“Close the deal!”
That’s what the Joint Trade Union Movement urged the Government on Friday as it called on it to finalise the sale of the former Petrotrin refinery to the Oilfield Workers’ Trade Union’s Patriotic Technologies Limited company.
In a virtual press conference yesterday, several union leaders questioned the Government’s decision to reject Patriotic’s bid especially given that it had previously accepted the company’s initial bid.
“We would have had an announcement by the Minister of Finance in 2019 I believe indicating clearly that the Oilfield Workers Trade Union and Patriotic would have been successful in that bid and that announcement came after. A very rigorous process that would have gone through and it turned out that they the OWTU would have submitted the most comprehensive and strategic bid to show their capability to acquire and to run the former Petrotrin refinery,” said Trevor Johnson, JTUM’s assistant general secretary during the virtual conference.

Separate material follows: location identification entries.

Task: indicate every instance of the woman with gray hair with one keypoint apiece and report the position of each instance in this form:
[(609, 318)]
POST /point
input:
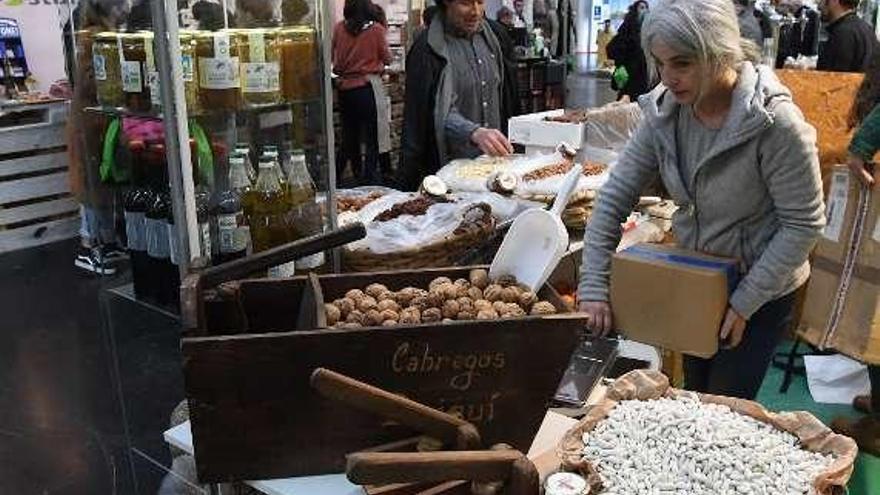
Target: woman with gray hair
[(740, 162)]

“We want to make it clear that we do not accept any sort of Government’s rejection of Patriotic bid and therefore we are concerned as part of the trade union movement and we call on the Government to complete the deal with Patriotic,” he said.
Earlier this week, a Cabinet sub-committee stated that Patriotic’s bid for the refinery did not meet the minimum requirements to obtain the 100-year-old facility. It was the second rejection of Patriotic’s attempt to buy the refinery in two months.

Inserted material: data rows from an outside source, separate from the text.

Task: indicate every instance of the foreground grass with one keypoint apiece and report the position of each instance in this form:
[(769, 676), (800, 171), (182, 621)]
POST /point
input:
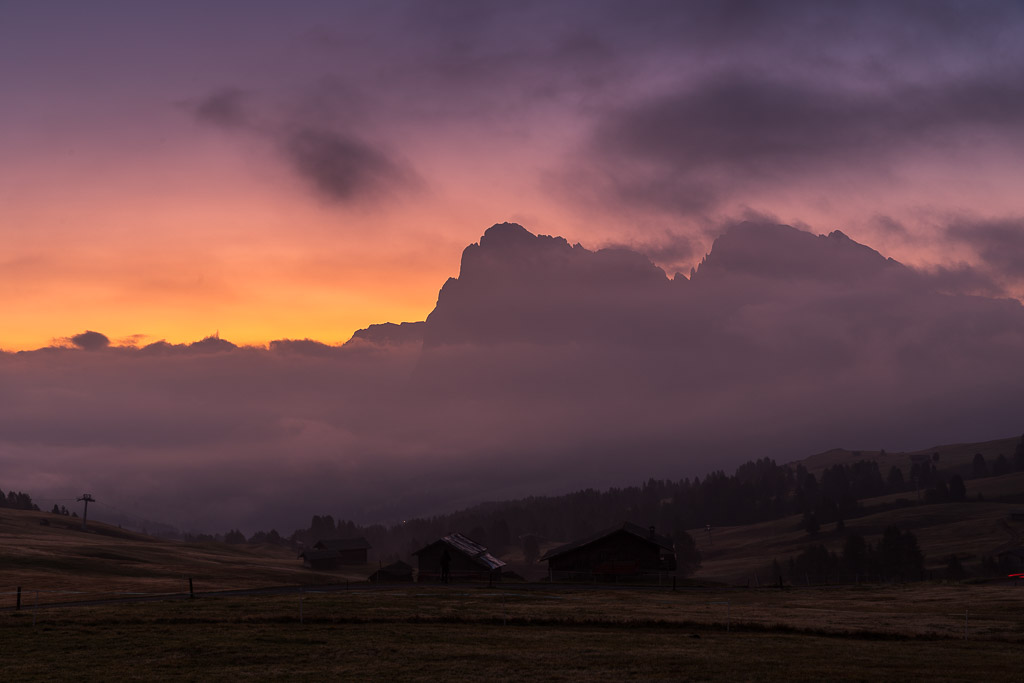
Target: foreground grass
[(562, 635)]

However, the OWTU was given a 15-day extension to prove they had the US$500 million needed to buy the refinery.
President General of the All Trinidad General Workers Trade Union Nirvan Maharaj said this extension proved that the OWTU approach was worthy of the refinery’s ownership and called on the Government to further bridge the gap.
“The mere fact that the Government of this country could give a 15-day extension to the OTWU means that there is merit in the proposal. It means that there is simply one or two issues that could be worked out with mutual compromise on both sides of the divide,” he said.

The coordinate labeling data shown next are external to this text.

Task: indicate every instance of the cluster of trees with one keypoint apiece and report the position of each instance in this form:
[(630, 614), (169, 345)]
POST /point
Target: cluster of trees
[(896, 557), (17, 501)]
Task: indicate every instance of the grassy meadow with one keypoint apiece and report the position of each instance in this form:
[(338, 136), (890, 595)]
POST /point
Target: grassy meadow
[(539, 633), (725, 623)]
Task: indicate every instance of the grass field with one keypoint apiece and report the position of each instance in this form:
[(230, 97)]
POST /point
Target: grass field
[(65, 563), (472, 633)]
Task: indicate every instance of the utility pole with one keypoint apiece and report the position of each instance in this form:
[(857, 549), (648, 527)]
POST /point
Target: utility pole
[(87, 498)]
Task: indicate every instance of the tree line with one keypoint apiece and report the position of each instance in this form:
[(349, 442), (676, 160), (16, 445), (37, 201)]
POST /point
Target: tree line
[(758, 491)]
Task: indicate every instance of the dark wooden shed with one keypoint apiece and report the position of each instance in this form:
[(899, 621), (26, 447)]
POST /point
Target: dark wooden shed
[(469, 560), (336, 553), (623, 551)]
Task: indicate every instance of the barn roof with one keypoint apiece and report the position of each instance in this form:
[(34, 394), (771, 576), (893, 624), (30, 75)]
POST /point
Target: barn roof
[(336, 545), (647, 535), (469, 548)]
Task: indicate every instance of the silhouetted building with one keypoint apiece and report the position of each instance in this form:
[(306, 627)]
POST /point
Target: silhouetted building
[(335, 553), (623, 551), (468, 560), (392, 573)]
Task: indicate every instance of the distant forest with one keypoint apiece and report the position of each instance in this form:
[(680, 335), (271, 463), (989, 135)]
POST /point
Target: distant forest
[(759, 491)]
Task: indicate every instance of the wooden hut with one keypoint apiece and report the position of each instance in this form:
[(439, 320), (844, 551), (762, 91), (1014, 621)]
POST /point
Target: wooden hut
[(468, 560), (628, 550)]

Maharaj argued that the refinery was an asset which belonged to the working-class people of Trinidad and Tobago, further emphasizing the need for the OWTU to obtain it.
“The OWTU has done everything possible. It has broken the glass ceiling and it is placing the assets of this country in the energy sector, that is the Petrotrin refinery, into the hands of the people. One would hope that the aspirations and the dreams of the people of this country, the working class and all those who would have given their blood and their sweat and their toil and their tears, for the privileges and rights that we now enjoy would not have gone in vain,” he said.